More senior executives in government and industry are taking responsibility for information security, a new survey has found.
Government and industry leaders realized in 2005 that they need information security to cost-effectively manage their risk, prevent financial-based cyberattacks and meet increasingly stringent federal information security regulations, the IDC 2005 Global Information Security Workforce Study concluded.
The International Information Systems Security Certification Consortium hired IDC to conduct the study.
Regulations such as the Sarbanes-Oxley Act of 2002 and the Graham-Leach-Bliley Act of 1999 are putting the onus on executive management to take information security seriously or face financial consequences, said Howard Schmidt, president and chief executive officer at R&H Security Consulting and a former information security adviser to President Bush. The biggest responsibility and headache for federal information security workers is the Federal Information Security Management Act of 2002.
“Security is no longer a necessary evil,” Schmidt said. “It’s got to be part of core business operations.”
This year’s study saw perceptions change of which executives are accountable for information security.

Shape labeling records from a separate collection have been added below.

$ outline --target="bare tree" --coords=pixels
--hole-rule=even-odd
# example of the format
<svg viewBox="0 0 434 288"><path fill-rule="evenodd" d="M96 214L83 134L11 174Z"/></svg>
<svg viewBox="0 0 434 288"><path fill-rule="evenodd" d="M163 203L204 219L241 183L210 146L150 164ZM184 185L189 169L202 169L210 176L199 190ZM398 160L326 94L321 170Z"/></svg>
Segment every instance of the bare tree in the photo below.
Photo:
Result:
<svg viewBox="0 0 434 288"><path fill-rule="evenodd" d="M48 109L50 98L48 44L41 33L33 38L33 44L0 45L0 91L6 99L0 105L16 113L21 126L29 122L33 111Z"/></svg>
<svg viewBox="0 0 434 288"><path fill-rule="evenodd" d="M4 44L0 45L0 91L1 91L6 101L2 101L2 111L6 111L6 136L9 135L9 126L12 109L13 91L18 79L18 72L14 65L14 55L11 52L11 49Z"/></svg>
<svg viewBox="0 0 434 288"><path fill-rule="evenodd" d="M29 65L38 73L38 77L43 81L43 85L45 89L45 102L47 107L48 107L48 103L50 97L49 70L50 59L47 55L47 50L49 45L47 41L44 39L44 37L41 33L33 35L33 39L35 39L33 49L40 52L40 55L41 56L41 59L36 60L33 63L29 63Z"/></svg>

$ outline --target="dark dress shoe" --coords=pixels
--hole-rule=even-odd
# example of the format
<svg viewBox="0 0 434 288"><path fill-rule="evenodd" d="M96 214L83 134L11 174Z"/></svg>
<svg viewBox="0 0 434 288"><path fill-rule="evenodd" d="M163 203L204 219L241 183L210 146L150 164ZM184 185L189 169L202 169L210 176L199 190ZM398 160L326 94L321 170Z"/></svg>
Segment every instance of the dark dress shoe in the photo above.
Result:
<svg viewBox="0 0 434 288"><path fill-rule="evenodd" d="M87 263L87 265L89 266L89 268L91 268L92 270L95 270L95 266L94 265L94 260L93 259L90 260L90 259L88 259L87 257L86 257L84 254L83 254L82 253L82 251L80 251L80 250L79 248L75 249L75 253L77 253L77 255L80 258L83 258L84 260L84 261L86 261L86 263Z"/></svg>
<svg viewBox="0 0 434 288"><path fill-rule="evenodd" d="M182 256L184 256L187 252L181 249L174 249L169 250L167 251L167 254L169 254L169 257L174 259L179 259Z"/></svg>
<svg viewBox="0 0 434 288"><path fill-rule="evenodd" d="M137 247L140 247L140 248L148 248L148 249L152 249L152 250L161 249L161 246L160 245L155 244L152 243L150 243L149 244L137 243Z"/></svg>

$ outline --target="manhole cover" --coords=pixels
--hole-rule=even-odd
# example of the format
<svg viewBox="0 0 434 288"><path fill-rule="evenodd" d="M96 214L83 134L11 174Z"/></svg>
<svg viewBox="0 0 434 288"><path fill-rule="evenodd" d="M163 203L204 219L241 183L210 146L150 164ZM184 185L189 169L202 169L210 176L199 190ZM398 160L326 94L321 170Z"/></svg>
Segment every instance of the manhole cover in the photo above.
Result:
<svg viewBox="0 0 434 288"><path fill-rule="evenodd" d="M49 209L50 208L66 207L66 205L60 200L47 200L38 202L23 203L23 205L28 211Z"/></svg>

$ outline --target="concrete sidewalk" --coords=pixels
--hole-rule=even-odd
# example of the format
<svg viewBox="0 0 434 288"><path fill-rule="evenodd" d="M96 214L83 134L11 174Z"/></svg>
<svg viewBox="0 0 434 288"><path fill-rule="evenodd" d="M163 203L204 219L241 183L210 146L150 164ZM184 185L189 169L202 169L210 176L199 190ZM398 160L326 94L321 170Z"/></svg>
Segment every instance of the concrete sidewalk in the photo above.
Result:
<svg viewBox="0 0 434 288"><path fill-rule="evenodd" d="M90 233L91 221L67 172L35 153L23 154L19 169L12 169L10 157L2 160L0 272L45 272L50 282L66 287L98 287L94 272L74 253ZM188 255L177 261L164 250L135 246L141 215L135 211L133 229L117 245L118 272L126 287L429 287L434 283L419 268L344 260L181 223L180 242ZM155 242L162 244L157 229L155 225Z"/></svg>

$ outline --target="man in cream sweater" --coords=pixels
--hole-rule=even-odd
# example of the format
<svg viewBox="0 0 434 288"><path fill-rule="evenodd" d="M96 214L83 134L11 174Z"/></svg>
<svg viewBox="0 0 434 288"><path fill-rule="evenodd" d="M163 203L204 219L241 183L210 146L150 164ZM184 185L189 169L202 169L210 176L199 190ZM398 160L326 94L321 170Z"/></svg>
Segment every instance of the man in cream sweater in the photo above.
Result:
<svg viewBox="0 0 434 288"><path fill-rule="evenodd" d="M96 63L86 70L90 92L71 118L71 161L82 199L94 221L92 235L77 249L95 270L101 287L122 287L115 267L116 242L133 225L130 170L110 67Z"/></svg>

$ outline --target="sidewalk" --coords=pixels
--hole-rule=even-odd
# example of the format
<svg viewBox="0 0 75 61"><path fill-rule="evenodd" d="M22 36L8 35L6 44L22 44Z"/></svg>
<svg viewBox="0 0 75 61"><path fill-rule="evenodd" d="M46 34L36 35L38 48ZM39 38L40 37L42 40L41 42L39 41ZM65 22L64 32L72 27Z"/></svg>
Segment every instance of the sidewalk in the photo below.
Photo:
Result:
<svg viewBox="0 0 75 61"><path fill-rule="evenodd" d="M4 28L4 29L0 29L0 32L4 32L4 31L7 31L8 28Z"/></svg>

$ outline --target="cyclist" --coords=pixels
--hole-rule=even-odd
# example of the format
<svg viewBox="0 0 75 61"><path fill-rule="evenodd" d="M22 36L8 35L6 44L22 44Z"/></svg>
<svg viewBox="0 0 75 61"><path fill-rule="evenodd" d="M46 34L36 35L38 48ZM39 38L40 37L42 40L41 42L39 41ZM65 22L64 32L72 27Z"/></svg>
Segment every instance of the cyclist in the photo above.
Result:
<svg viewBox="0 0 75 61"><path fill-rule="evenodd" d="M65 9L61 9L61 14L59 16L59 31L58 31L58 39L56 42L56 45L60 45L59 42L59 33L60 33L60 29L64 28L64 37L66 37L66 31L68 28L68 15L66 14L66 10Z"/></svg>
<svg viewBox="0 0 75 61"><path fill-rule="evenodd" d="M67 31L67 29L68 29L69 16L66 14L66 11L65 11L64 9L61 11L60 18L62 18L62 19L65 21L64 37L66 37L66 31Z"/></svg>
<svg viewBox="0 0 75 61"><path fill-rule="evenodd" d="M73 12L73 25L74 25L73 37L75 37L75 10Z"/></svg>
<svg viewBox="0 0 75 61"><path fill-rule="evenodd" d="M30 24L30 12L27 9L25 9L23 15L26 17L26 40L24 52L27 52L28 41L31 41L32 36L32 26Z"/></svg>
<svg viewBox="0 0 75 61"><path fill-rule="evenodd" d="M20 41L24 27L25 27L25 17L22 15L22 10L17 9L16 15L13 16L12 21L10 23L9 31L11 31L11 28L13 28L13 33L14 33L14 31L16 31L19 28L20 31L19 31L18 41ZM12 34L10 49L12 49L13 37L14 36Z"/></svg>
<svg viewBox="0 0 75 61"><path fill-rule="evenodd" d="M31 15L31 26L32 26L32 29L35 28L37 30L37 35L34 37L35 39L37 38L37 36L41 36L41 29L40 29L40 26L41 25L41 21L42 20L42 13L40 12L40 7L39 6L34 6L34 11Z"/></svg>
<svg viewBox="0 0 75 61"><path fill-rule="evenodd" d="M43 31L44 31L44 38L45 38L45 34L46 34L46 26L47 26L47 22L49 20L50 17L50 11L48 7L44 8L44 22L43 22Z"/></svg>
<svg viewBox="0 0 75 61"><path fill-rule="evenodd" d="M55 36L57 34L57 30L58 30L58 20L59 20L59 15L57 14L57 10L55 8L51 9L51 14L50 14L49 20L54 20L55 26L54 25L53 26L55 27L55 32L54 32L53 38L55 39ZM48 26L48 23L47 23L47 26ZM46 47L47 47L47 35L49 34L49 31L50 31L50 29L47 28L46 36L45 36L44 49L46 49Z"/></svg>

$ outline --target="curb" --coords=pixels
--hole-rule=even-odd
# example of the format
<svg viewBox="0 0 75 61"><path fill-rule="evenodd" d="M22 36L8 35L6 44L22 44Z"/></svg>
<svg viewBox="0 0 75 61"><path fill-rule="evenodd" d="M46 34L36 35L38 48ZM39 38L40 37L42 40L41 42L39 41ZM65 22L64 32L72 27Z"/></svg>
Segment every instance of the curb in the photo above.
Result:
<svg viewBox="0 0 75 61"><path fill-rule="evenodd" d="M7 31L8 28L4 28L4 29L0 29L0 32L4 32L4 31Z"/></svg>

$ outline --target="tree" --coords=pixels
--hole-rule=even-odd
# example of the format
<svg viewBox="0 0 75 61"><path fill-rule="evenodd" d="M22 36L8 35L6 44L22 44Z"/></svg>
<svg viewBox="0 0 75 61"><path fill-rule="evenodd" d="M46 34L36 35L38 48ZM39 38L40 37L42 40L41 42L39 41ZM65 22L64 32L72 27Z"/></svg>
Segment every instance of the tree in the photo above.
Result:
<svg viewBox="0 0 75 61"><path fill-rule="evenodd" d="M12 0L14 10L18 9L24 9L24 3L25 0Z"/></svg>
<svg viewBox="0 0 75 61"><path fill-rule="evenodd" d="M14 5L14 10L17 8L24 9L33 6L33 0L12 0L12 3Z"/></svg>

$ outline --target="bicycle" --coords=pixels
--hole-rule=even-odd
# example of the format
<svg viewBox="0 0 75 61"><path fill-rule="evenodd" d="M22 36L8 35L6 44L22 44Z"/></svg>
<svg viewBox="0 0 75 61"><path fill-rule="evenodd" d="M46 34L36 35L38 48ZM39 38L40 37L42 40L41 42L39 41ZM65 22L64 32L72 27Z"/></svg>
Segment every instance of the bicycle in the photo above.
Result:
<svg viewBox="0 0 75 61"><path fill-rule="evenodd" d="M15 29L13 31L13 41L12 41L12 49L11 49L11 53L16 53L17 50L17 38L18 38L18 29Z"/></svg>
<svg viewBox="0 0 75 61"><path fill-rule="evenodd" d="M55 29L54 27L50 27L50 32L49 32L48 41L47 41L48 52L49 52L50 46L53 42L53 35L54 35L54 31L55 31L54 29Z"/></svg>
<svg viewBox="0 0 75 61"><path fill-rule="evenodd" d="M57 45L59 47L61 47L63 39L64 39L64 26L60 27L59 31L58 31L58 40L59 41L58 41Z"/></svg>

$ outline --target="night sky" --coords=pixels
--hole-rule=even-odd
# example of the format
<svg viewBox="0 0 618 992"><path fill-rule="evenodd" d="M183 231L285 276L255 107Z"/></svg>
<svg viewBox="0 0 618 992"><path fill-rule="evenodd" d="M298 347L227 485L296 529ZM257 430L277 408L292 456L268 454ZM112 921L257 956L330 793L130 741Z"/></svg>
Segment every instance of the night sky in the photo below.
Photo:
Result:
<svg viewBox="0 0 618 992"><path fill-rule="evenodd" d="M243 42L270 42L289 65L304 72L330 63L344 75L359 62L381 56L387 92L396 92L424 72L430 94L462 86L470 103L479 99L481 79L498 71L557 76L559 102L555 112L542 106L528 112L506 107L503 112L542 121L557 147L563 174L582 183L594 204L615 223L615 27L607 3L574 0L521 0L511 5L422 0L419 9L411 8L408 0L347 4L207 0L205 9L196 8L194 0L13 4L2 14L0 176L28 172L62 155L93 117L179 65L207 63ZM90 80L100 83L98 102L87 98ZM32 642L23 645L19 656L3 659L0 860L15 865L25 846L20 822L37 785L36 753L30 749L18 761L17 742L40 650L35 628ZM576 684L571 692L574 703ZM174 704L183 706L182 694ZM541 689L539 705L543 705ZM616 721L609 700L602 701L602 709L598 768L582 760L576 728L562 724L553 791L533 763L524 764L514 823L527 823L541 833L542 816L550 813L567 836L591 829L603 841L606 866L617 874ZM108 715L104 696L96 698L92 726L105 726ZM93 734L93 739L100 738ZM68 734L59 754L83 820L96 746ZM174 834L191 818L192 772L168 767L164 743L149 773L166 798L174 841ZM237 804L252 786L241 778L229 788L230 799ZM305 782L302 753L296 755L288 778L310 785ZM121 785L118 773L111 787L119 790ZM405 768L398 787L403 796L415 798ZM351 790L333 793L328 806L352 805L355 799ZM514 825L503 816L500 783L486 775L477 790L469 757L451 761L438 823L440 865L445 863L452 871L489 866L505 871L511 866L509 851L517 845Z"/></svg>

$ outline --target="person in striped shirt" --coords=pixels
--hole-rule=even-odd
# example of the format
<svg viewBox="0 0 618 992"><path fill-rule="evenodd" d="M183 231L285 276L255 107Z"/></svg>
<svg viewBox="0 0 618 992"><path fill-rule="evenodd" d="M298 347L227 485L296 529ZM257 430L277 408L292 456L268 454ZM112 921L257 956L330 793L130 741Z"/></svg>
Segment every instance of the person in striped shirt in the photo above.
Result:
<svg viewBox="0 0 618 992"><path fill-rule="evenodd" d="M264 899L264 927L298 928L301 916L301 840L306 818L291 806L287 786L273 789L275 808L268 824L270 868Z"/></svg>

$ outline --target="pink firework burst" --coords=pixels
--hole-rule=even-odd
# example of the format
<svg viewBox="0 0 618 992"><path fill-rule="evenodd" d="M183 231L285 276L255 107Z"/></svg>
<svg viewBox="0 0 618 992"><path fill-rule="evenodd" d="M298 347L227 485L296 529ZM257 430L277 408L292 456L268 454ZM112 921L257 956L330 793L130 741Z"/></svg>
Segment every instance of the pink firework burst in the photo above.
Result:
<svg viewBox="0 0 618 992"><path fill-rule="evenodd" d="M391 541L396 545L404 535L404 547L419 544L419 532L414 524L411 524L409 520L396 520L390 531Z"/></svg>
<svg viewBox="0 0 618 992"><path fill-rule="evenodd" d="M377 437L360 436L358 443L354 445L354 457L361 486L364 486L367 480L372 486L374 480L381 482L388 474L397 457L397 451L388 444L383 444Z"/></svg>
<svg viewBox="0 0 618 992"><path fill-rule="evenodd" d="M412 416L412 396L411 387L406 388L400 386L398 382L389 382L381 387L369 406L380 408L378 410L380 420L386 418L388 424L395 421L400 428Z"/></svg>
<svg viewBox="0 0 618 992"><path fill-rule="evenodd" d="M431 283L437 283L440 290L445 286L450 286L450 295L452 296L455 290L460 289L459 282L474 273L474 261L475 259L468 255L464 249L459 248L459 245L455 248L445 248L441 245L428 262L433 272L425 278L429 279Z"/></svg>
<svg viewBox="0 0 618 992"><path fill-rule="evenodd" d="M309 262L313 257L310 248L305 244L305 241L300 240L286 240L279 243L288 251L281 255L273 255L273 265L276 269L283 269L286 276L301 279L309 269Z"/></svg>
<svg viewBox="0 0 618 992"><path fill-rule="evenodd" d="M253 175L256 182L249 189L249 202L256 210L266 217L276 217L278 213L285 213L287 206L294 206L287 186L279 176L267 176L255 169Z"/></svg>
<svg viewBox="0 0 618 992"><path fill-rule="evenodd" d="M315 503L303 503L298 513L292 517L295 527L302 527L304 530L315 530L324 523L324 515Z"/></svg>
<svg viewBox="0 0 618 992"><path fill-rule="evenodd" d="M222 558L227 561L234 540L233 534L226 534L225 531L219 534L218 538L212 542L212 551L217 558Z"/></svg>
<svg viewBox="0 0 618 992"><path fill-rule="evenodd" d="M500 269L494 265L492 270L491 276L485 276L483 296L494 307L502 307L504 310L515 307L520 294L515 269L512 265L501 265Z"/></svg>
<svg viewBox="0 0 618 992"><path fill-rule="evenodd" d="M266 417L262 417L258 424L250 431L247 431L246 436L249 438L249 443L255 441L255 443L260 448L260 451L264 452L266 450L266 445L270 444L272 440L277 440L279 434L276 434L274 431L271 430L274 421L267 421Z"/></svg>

In 2005, 21 percent of respondents said their CEOs are ultimately responsible, up from 12 percent in 2004.
Chief information security officers and chief security officers also were held more accountable. Twenty-four percent of respondents said the buck stopped with CISOs and CSOs in 2005, compared with 21 percent in 2004.
The survey findings took some heat off chief information officers. Only 30.5 percent of respondents in 2005 gave CIOs final responsibility for information security, down from 38 percent in 2004.
The study made important observations for the federal government because 27.4 percent of respondents are U.S. federal employees or contractors.
More than 4,300 information technology professionals from 81 countries participated in the study, which is in its second year. The results were released at the Infosecurity conference in New York City Dec. 7.
The second phase of the survey is scheduled for release in the first quarter of 2006. That phase will specifically analyze the survey findings as they pertain to the federal government.